No Peru existe a espantosa série de padrões geométricos sulcados no chão, de imensos desenhos cobrindo grandes áreas e tão grandes que só podem ser distinguidos do ar, e
que até hoje é difícil saber o objetivo ou como puderam os antigos indígenas de Nazca os tracejaram sem o necessário distanciamento. Na Inglaterra há os misteriosos círculos monolíticos de Stonehenge, os intrigantes dolmens e as longas fileiras de menires, cujo mistério reside não só no tamanho das pedras e na questão de como foram transportadas e colocadas nos seus lugares, porém mais ainda no padrão racional destas construções pré-históricas. Como estas curiosidades, podemos ainda citar as imensas pirâmides egípcias, maias, astecas e toltecas e tantas outras intrigantes obras da Idade da Pedra cujo mistério é ainda palpitante.
No Ingá, o monumento ígneo é formado por um elaborado conjunto de símbolos que foram, em tempos remotos, perfeitamente entalhados e polidos em sua dura superfície gnáissica. Ainda não existe qualquer resposta sobre o que veio a representar ou mesmo quem foram estes complexos povos pré-históricos, cujo monumento vem ser um testemunho de seu grau artístico-cultural. É pouco provável que os gráficos do Ingá representem um conjunto ideográfico, como os hieróglifos egípcios, ou silábico, como a escrita cuneiforme do antigo Oriente Médio.
A sua disparidade e, principalmente, a falta de conexões sistêmicas que sugira uma organização textual, testemunha muito pouco em favor de uma escrita. No entanto, é inegável que ali contém uma mensagem cifrada.

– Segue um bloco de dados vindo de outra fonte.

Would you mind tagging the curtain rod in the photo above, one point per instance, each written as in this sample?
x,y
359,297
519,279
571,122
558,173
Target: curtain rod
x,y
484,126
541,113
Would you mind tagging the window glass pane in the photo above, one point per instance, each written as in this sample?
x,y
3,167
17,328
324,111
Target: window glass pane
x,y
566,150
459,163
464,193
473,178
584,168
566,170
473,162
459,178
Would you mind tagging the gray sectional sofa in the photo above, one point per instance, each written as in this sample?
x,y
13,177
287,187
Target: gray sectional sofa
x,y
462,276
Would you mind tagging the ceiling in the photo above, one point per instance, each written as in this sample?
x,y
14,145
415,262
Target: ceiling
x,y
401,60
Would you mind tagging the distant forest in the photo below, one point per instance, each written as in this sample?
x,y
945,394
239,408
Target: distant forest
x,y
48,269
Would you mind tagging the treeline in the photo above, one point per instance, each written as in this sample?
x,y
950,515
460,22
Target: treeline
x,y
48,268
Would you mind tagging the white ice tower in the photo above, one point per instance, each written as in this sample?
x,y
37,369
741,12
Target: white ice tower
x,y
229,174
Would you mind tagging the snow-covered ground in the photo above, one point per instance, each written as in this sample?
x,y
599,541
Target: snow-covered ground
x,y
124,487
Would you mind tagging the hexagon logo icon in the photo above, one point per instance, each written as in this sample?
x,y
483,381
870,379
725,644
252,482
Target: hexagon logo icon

O sítio ocupa um hectare de área tombada como “Monumento Nacional” pelo Serviço do Patrimônio Histórico e Artístico Nacional - SPHAN - atual IPHAN - desde 30 de novembro 1944 por vias do Museu Nacional do Rio de Janeiro e iniciativa do pesquisador José Anthero Pereira Júnior, sendo o segundo monumento pré-histórico tombado em nosso país (1).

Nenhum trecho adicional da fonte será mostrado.